Tax Department Scrutinizes Files of "Suspect" Officials

Tax Department Scrutinizes Files of "Suspect" Officials

The Tax Department will begin its work as soon as it receives the findings from the Anti-Corruption Authority.

  • The Commissioner cannot go back further than 12 years to investigate tax evasion cases.

  • Invoices and payment receipts will be requested from everyone who provided services to investors.

The publication of the voluminous findings of the Independent Anti-Corruption Authority regarding the "Mafia State" case has opened an unprecedented and procedurally complex chapter, the course of which, according to prominent legal experts, will be long.

The cost of the investigation, as announced, has reached €1.3 million. The taxpaying citizen is the one who will be called upon to shoulder the expense and would not want any discounts for anyone.

Justice must be left undisturbed to perform its work and rule: According to the findings of the Independent Anti-Corruption Authority, the results of the independent investigators' inquiry that will follow, and the evaluation of the criminal offenses, if and when they are substantiated,” noted prominent legal experts speaking to Brief.

One of the chapters that will be investigated and holds significant weight is what is mandated by the recent law passed by Parliament, which provides the Tax Department with the capability to move forward and put the tax files of all officials under investigation under the microscope.

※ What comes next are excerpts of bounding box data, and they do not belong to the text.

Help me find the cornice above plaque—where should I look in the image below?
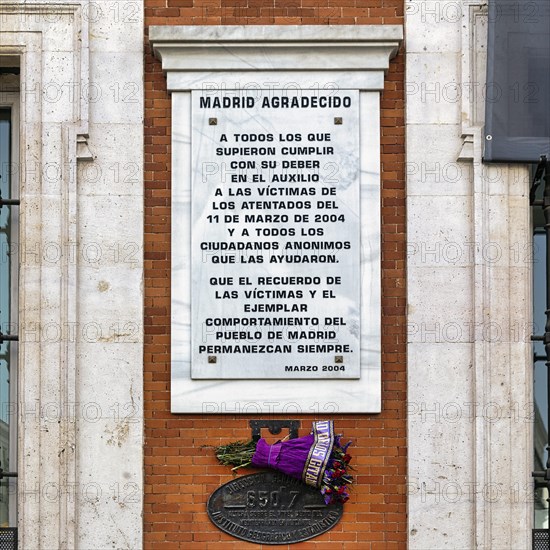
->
[149,25,403,91]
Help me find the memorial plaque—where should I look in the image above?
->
[191,89,365,379]
[207,471,343,544]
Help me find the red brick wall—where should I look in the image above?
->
[144,0,407,550]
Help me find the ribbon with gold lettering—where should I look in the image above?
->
[302,420,334,487]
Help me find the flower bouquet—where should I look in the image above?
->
[216,420,353,504]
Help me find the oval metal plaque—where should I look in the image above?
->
[207,471,343,544]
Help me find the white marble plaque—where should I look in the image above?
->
[191,89,361,379]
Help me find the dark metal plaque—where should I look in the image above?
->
[207,471,343,544]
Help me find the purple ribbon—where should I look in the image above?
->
[302,420,334,487]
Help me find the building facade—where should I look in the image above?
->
[0,0,547,550]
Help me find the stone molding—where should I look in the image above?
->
[149,25,403,414]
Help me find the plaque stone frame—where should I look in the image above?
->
[149,25,403,414]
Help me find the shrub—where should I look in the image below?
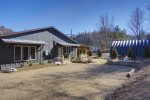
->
[144,46,150,58]
[111,48,118,59]
[127,48,134,59]
[87,49,92,56]
[97,49,102,57]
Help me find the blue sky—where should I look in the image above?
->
[0,0,150,34]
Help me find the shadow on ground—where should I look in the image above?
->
[29,65,131,100]
[105,71,150,100]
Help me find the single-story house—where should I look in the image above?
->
[110,40,150,57]
[0,26,79,68]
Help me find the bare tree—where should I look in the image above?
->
[96,14,113,51]
[129,8,144,40]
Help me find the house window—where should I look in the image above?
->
[14,46,22,61]
[14,45,36,62]
[22,46,29,60]
[30,47,36,59]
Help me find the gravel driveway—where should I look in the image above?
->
[0,64,131,100]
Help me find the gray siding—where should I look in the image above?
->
[0,28,76,67]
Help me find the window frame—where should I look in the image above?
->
[14,45,22,62]
[29,46,36,60]
[14,45,37,62]
[22,46,30,61]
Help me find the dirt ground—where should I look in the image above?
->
[109,66,150,100]
[0,63,131,100]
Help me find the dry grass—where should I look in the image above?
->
[106,67,150,100]
[0,63,131,100]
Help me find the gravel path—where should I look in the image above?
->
[0,64,131,100]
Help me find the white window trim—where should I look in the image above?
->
[29,46,36,60]
[22,46,30,61]
[14,45,22,62]
[14,45,37,62]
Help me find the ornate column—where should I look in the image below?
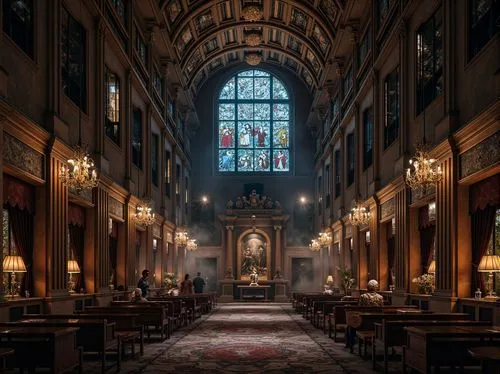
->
[45,139,68,296]
[274,225,283,273]
[94,185,111,292]
[224,225,235,278]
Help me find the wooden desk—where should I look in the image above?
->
[238,286,271,301]
[0,326,82,373]
[403,326,500,373]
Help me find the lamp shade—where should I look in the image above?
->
[68,260,80,273]
[427,260,436,274]
[3,255,26,273]
[477,254,500,273]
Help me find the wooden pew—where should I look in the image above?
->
[84,302,171,341]
[0,324,83,374]
[372,314,491,373]
[22,313,144,356]
[403,326,500,373]
[0,318,116,373]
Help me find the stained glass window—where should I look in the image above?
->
[217,70,291,173]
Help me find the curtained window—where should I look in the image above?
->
[469,174,500,294]
[2,174,35,296]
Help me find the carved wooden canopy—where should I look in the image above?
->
[159,0,342,93]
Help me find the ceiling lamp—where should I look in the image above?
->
[135,200,155,226]
[186,239,198,251]
[405,149,443,190]
[241,5,264,22]
[309,239,321,252]
[175,231,189,246]
[247,53,262,66]
[318,232,332,247]
[349,204,370,226]
[246,32,262,47]
[59,145,99,192]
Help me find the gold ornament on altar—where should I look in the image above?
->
[309,239,321,252]
[246,32,262,47]
[241,5,264,22]
[349,204,370,226]
[186,239,198,252]
[246,53,262,66]
[405,148,443,190]
[134,200,155,226]
[59,145,99,192]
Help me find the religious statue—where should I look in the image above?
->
[250,268,259,286]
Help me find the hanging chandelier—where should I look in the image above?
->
[241,5,264,22]
[247,53,262,66]
[349,204,370,226]
[186,239,198,251]
[135,200,155,226]
[317,232,332,247]
[59,145,99,192]
[309,239,321,252]
[405,148,443,190]
[246,32,262,47]
[175,231,189,246]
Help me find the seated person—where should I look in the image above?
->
[130,288,147,303]
[359,279,384,306]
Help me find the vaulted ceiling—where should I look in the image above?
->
[159,0,342,96]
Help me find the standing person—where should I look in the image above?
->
[137,269,149,297]
[179,274,193,295]
[193,272,206,293]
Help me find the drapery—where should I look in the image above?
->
[68,225,85,292]
[471,205,497,293]
[7,204,33,296]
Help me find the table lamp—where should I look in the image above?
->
[68,260,80,293]
[3,255,26,297]
[477,253,500,300]
[427,260,436,274]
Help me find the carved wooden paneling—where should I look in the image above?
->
[460,131,500,179]
[380,199,394,219]
[2,132,45,179]
[108,197,123,219]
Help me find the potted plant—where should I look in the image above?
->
[412,273,434,295]
[337,268,356,295]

However, information gathered by Brief indicates that the Tax Commissioner has the unalienable right to examine the tax files of all those whose names are included in the findings, given that the references fall under the jurisdiction of the Department.

The dusting off of the tax files of all affected legal and natural persons will begin immediately after the Anti-Corruption Authority communicates the part of the findings that clearly touches upon the responsibilities of Sotiris Markides, the Tax Commissioner.

The entire process will be conducted strictly within a framework of full confidentiality and secrecy, and no leaks regarding either the assets or bank accounts of the individuals and companies under investigation are permitted.

According to the legislation, the Tax Department will carry out a retrospective audit extending back up to 12 years.

It is not absolute whether the tax files of all officials whose names are included in the findings will be examined.

The findings, as evident from an initial reading, do not point to everyone for potential tax evasion.

It is clear that the Tax Department will include in the "dusting off" of tax files those legal and natural persons whom the findings point to for potential "tax evasion".

This will become clear through a long process that will involve the submission of evidence by all involved parties. Namely, invoices, receipts of collections, and whatever else the competent Department may require.

Nevertheless, the authorities are relying on the silent power of financial and corporate tracks, which function as undeniable evidence and are considered perhaps even more powerful than a testimony.

As banking sources state, the basic economic equation is based on comparing declared income with the actual wealth profile of those audited.

When significant discrepancies are identified, such as the purchase of high-value real estate, the accumulation of high bank deposits, or the making of investments that are not justified by declared incomes, the authorities ask the involved parties to present adequate explanations.

What will be investigated deeply, among other things, is the origin of any "disputed funds" and whether the necessary legal and written documentation exists to justify each movement of revenue and its reporting to the competent services for tax purposes.

It is noted that these practices do not constitute an illegality on their own, but they are elements that trigger further and in-depth auditing.

Upon completion of the investigation and evaluation of all data, the Tax Commissioner will be able to get answers to three questions:

  1. Is there a full and sufficient justification of the examined amounts through what was presented?

  2. Is unjustified enrichment detected, as the funds are not covered by legal documents?

  3. Is there evidence suggesting a possible criminal origin of the money or fictitious transactions?

In this case, the file will be forwarded to the competent Law Enforcement Authorities for further criminal investigation.

According to the prescribed penalties, the Laundering of Proceeds from Illegal Activities (Money Laundering) carries a prison sentence of up to 14 years and/or a financial fine reaching €500,000; Trading in Influence & Abuse of Power (Felony) carries imprisonment penalties reaching up to 7 years; and abuse of power and neglect of duty carry prison sentences of up to 2 years.

It is noted that the presumption of innocence applies to all involved persons until the prescribed procedures are completed and justice pronounces its verdict.